Exercise 1)
A. Retrieve the top 100 posts from a Reddit community of your choice. Print 10 observations
from the data frame containing the scraped content and describe in a few sentences what
you observe (e.g. titles, content, upvotes, etc.).
B. Select one post from your dataframe that has at least 15 comments. Retrieve the top 15
comments for that post. Print the comments and in a short paragraph analyze the users’
discourse (what are the main topics of conversation?).
Exercise 2)
A. Use the dataframe generated for Exercise 1 A. Create a scatterplot to illustrate the
relationship between 2 continuous variables (e.g. number of comments and score). In a short
paragraph, describe what you observe.
B. Generate a wordcloud visualization for the variable containing the post titles. In a short
paragraph, describe what you observe.
Note: Make sure your visualizations have a title.
Exercise 3) – You will learn the skills to complete this exercise in WS6
A. Use a sentiment analysis algorithm to classify the titles or the content of the posts retrieved
at Ex. 1 A. Print 10 observations to highlight the output of the sentiment classification (e.g.

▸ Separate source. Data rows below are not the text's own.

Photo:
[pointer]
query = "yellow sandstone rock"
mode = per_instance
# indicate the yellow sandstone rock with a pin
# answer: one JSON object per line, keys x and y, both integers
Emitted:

the column containing the results and the content classified)
Note: It is often the case that posts do not contain content, so if you have a lot of missing
values for the content variable, you might want to classify titles instead.
B. Reproduce the scatterplot from Ex. 2 A, but this time colour the data points by categories in
the sentiment variable. In a few sentences, describe what you observe.